Employee Engagement Communications
Do you find value in being connected with your employees and hearing from them? You should.
A 2015 study shows that top executives like “CEOs can act as Chief Engagement Officers”, and through direct interactions – on social media or otherwise – empower their people and shape the culture and climate of the organization. CEOs who make the effort to communicate consistently and effectively with their employees are perceived to be more credible and transformative leaders, and employees are willing to walk the extra mile for these trusted leaders.
If you want to engage and energize your people, I will architect employee engagement solutions & platforms that keep you connected with your teams in meaningful ways.
A large company was in financial distress and their long-time CEO resigned. The incoming CEO wanted to eschew the staid All Hands / Townhall meetings and wanted some ideas on how to engage employees in an ongoing dialogue.
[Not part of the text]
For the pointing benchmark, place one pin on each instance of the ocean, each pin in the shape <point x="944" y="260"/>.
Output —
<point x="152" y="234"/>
Skew the Dynamic – To make All Hands / Townhall participative, invite employees to answer questions, instead of asking these. Make a five-minute presentation about your biggest challenge, and ask the employees how they want to solve it. This can also be done as breakout groups
Time Turner – Instead of opening All Hands / Townhall meetings with presentations, start with Q&A session – 80% of the time focused on Q&A, 20% at the end on a presentation by the CEO
Challenge The Team – Have the CEO drop in to staff meetings of 40-50 people, make a five minute presentation on the strategic direction or the organization and how the stakeholders think the organization is performing, and then challenge the employees to solve 1-2 top care-abouts
Breakfast Meets – Once a week, CEO eats breakfast with a team (each week a different team). Can be scaled across sites/geographies if you have volunteers in different locations
CEO Hotline – This is a chaotic time, one in which employees hear tons of rumors and so, have questions. Set up an open hotline with the CEO to address these. This can be done one day in the month, for an hour long online chat. Employees can ask anything they desire. For this to be successful, you will need to publish a schedule in advance and follow up with emails + Internal TV reminders
Personal Branding for Leaders
Every leader has a personal brand, largely built on the strength of our communication style and skills. It is up to us to discover, define and sharpen our own brand by tweaking our communication. Do you need help to take control of your personal brand?
I provide comprehensive one-to-one coaching that will
- assist you in developing a suitable, unique, and consistent communication style compatible with your personality, and leadership style
- help you to discover and define your unique personal brand
- identify platforms and themes that enhance your personal brand
- ghostwrite articles and presentations on your behalf
A CEO needed a story to help thread together a keynote speech for an industry conference. His theme was The Role of Ecosystems in Building the Internet of Things. The problem is that each of the other 12 speakers would pepper their talks with stories about technology and automation and robots transforming our lives. How could I help my speaker to stand out from the clutter?
I decided to go retro and use a story from India’s struggle for freedom. The Sepoy Mutiny of 1857, aka India’s first revolt against British rule, may never have come to fruition if in 1851 the East India Company had not laid the foundation of a railway network in the country. For decades, there had been escalating unrest among various sections of Indian nationalists, but these uprisings had failed to capitalize on each other’s momentum — for lack of communication and coordination.
The 1857 Mutiny began in the barracks at Meerut. The railway network — which connected a few major cities in the northern and central parts of India — enabled news of the uprising to spread. It also allowed for congregation of the various mutiny leaders in a short period of time, and transformed a localized mutiny into India’s first war for independence. This is a perfect parallel for modern day networks and role of ecosystems.
My speaker told the story brilliantly, and the audience related to it instantly. He was nominated the most interesting speaker at a conference that featured far more seasoned presenters. We have received requests to present the same speech on other platforms.